O tribunal sublinha que a empresa tinha “obrigação de saber” que a sua atividade lesaria direitos fundamentais. “É exigível que a sociedade harmonize o seu direito à iniciativa económica com os direitos de personalidade dos residentes”, reforça a decisão, impondo a interdição de tráfego noturno e um máximo diário de 20 pesados, bem como a obrigação de fiscalização regular por parte da Câmara.
Argumentos económicos não convenceram
A Santos e Vale alegou risco para centenas de empregos e faturação anual acima dos 10 milhões de euros, pedindo que o recurso tivesse efeito suspensivo. Mas não contestou os factos nem o estudo de tráfego que ela própria apresentou. O tribunal foi claro: “onde a lei não distingue, não deve o intérprete distinguir”, lembrando que o direito à iniciativa privada não pode esmagar o direito ao descanso, à saúde e à segurança.
Câmara de Alenquer sob pressão
A autarquia, embora notificada, não apresentou contra-alegações, facto sublinhado pelos juízes. E, apesar de prometer desde 2021 uma “circular verde nordeste” que afaste o tráfego pesado dos bairros, a solução apenas agora começa a tomar corpo no terreno.

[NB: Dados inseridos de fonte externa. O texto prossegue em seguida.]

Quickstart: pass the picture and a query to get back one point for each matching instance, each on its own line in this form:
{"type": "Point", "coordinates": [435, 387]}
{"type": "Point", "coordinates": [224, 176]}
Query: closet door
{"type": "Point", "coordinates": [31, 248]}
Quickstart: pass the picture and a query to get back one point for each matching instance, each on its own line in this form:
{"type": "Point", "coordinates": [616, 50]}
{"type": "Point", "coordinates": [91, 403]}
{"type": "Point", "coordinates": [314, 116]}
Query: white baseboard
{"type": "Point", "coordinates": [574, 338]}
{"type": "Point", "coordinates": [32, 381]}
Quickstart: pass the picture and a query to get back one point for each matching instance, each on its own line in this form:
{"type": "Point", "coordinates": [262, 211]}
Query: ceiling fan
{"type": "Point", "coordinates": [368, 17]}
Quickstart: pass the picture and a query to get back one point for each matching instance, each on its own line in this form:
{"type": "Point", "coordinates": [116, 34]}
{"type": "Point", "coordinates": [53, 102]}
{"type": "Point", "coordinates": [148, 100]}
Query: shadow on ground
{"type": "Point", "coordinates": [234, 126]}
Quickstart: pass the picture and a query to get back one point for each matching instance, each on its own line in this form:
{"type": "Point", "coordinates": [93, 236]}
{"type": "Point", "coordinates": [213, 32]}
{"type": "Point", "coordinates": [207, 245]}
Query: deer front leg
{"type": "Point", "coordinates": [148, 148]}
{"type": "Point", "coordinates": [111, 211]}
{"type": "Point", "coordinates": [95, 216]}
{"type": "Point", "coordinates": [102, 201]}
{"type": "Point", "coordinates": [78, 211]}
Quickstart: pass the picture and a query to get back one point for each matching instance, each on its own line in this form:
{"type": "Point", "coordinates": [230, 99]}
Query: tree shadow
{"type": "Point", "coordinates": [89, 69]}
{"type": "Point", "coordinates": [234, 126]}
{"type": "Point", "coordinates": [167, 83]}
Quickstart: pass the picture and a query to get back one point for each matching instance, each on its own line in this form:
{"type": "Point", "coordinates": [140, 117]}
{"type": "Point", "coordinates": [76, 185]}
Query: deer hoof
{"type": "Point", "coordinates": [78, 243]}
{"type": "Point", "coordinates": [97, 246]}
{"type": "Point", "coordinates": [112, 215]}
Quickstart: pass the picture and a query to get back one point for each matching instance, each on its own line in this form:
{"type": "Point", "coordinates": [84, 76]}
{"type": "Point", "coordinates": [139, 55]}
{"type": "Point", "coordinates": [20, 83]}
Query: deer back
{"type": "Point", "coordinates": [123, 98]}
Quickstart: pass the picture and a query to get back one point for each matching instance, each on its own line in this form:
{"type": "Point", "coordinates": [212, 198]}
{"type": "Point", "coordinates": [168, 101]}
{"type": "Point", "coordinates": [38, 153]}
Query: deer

Para os moradores, esta omissão agrava um sentimento de abandono. “A Câmara tem de sair da inércia e impor regras claras”, exigem, lembrando que o município se comprometeu a fiscalizar os limites de tráfego logo em 2020, sem que isso tenha travado o problema.
Mais do que um conflito local
O caso expõe dilemas cada vez mais frequentes nas zonas logísticas da região de Lisboa: crescimento económico acelerado versus qualidade de vida. A plataforma do Carregado é estratégica para a distribuição nacional, mas o tribunal sublinha que “a economia não é argumento para ignorar direitos básicos”.
Com esta decisão, a Santos e Vale é obrigada a reorganizar a operação, e a Câmara de Alenquer fica vinculada a controlar o cumprimento das restrições e a acelerar a via alternativa. Os moradores, por sua vez, ganham novo fôlego na defesa do sossego e da saúde, após anos de noites interrompidas pelo ruído dos camiões. Em marcha estão pedidos de indeminização dos moradores à empresa, segundo apurámos.